Chapter 13 debtors filed an adversary action against an entity holding a junior lien on their principal residence. The debtors are ineligible for a discharge because they received a discharge in a case filed three years before filing their chapter 13 case. The parties stipulated that the defendant's lien is "underwater"—that is, the value of the debtors' residence is less than the amount the debtors owe to the holder of the senior lien on the property—and there is no dispute that the debtors' personal liability to the defendant was discharged in their earlier chapter 7 case. The debtors' adversary complaint seeks a judgment that either (i) voids the defendant's lien under section 506(d) or (ii) declares that the defendant's claim is an "unsecured claim" for purposes of sections 506(a) and 1322(b)(2) so that the debtors may eliminate the lien through their chapter 13 plan. The defendant argued that its claim is not void under section 506(d) because the claim is a valid secured claim under state law and the debtors' chapter 13 plan cannot eliminate its lien because the debtors are ineligible for a discharge under section 1328(f).
Held: (1) section 506(d) does not allow a debtor to void a valid state-law lien based solely on the fact that there's no value in the property to which the lien can attach; and (2) the defendant's lien can be eliminated permanently by the full performance of a confirmed chapter 13 plan that so provides because the defendant's claim is an "unsecured claim" for purposes of sections 506(a), 1322(b)(2), and 1325(a)(5).
Defendant purchased vacant land owned by the debtor at a pre-petition execution sale. When the debtor filed his bankruptcy petition, his right to redeem had expired, but lien-holding creditors still had one day to acquire the defendant’s interest under Wis. Stat. §815.44. Because the §815.44 period had not expired, the defendant did not have the right to make a demand on the sheriff to issue a deed conveying the debtor's right, title, and interest in the land.

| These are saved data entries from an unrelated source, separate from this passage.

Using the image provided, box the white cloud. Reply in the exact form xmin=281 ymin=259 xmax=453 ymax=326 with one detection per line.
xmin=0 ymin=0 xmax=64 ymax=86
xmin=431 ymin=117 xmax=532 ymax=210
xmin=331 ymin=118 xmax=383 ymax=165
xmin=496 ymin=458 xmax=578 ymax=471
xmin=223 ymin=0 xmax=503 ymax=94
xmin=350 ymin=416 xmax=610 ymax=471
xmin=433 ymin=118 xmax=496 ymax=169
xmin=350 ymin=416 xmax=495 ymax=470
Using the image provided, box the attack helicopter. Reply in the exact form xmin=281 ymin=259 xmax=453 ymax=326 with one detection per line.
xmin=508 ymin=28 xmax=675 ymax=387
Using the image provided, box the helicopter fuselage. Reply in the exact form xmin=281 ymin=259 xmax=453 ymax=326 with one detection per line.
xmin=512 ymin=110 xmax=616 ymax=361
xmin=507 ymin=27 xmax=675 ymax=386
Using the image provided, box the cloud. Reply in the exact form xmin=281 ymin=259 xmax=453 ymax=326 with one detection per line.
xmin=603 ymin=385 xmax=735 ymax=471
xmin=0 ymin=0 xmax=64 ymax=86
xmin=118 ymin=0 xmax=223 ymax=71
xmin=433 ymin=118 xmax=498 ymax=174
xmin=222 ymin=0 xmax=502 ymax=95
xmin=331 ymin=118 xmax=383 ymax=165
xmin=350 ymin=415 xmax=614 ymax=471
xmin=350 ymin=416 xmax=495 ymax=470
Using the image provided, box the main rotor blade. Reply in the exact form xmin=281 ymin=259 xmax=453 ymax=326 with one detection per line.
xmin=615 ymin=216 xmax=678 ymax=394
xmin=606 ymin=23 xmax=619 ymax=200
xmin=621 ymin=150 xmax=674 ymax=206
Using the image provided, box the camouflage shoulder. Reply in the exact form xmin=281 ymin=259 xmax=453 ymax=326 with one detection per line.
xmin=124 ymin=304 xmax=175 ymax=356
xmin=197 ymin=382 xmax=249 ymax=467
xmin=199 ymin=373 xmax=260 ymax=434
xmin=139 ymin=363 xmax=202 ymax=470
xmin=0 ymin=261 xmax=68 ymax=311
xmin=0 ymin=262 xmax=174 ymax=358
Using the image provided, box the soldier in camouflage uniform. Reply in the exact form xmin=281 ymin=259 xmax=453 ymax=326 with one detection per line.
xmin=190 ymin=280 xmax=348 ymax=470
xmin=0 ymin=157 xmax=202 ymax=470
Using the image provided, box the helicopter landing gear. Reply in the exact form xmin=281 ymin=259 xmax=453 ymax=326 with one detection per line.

The defendant filed an adversary proceeding seeking, in part, a declaration that the land purchased at the execution sale was not property of the debtor's bankruptcy estate, or in the alternative, a declaration that the defendant did not need relief from the automatic stay to demand that the sheriff issue it a deed to the land.
The court ruled that (1) at the time the debtor filed his bankruptcy case he had both legal title and a possessory right in the land to use it in any manner that did not constitute waste; those interests were included in Gruber's bankruptcy estate pursuant to 11 U.S.C. §541(a)(1); and (2) the defendant could not demand a deed conveying the debtor's right, title, and interest in the land without obtaining relief from the automatic stay under 11 U.S.C. §362(d), because any such demand by the defendant would, at a minimum, violate 11 U.S.C. §362(a)(3) and would not be a ministerial act excepted from the automatic stay.
Debtors, with only one prior dismissal, who did not file motion to continue the automatic stay under 362(c)(3) in time to have it heard and decided within 30 days did not have standing to move to impose the automatic stay under 362(c)(4).